I hope everyone is doing well today! I am coming to you form Java House Coffee Shop in Montrose, CA.

This morning I went to the Glendale College Library. Guests have to park on the top lot. To get to the campus required a combination stair climbing and taking elevators. I love the view from the top.

Among subjects studied today are centriods, inverse problems, and surface integrals. Three hours went by and I left 20 minutes before the library closed, which only proves the saying "So much to do, and so little time."

Here is some of what studied today:

------**Centriods:**

Points (x,y) each with mass m:

X-bar: Σ(x*m)/Σm, Y-bar: Σ(y*m)/Σm

Continuous functions, uniform thickness and density, f(x) ≥ g(x), limits a ≤ x ≤ b,

M_y = ∫(x * (f(x) - g(x)) dx, a, b)

M_x = 1/2 * ∫( (f(x))^2 - (g(x))^2, x, a, b)

M = ∫( f(x) - g(x) dx, a, b)

X-bar: M_y/M, Y-bar: M_x/M

Jon Guilleberg. "Mathematics: From the Birth of Numbers." W.M. Norton & Co. 1997**Normal Vectors**

If a vector is perpendicular to another vector, the former vector is known as a normal vector.
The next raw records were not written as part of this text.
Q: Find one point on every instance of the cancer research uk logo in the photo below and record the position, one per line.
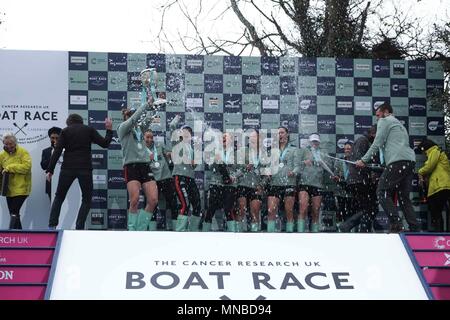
(441, 243)
(28, 122)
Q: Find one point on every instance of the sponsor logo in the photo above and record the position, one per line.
(345, 105)
(78, 59)
(251, 122)
(75, 81)
(433, 125)
(362, 105)
(287, 66)
(116, 180)
(441, 243)
(341, 142)
(305, 104)
(194, 63)
(78, 100)
(233, 103)
(399, 87)
(399, 68)
(376, 104)
(97, 100)
(362, 67)
(270, 104)
(212, 63)
(99, 178)
(417, 107)
(98, 199)
(97, 81)
(213, 102)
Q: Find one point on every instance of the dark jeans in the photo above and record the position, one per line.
(14, 205)
(345, 208)
(397, 177)
(221, 197)
(188, 194)
(66, 179)
(363, 213)
(167, 189)
(436, 203)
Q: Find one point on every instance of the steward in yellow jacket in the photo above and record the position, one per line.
(437, 169)
(16, 161)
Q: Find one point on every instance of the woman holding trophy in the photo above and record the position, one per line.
(137, 171)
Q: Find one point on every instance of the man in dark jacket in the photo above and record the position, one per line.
(76, 140)
(53, 134)
(359, 183)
We can find a normal vector to any two vectors U and V by the cross product.

N = U × V

And the Unit Normal Vector:

n = (U × V)/|U × V| = vector/(norm of a vector)

Applying the normal unit vector to a said function z = f(x,y):

n = [-df/dx, -df/dy, 1] / √( 1 + (df/dx)^2 + (df/dy)^2 )
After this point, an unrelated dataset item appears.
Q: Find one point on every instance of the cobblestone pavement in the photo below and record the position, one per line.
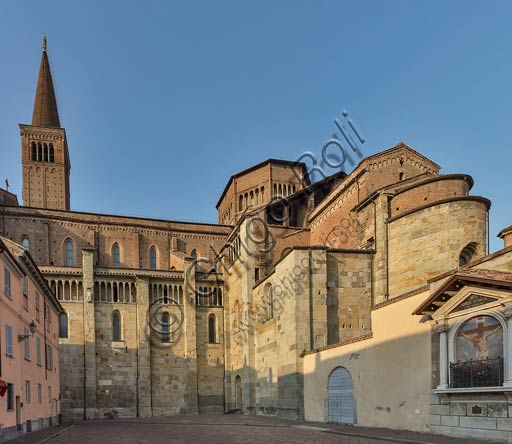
(224, 429)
A unit vector has length 1.

Pretend that "d" is the partial derivative operator.

Surface area of z = f(x,y) over region R is:

∫ ∫ (√( 1 + (df/dx)^2 + (df/dy)^2 ) dx dy

H.M. Schey "div grad curl and all that" W.M. Norton & Co. 1992

Yes the title was in all lowercase. I get weirdly fascinated by all-lowercase titles.

Going to finish my lunch, and do some programming. Love to all of you!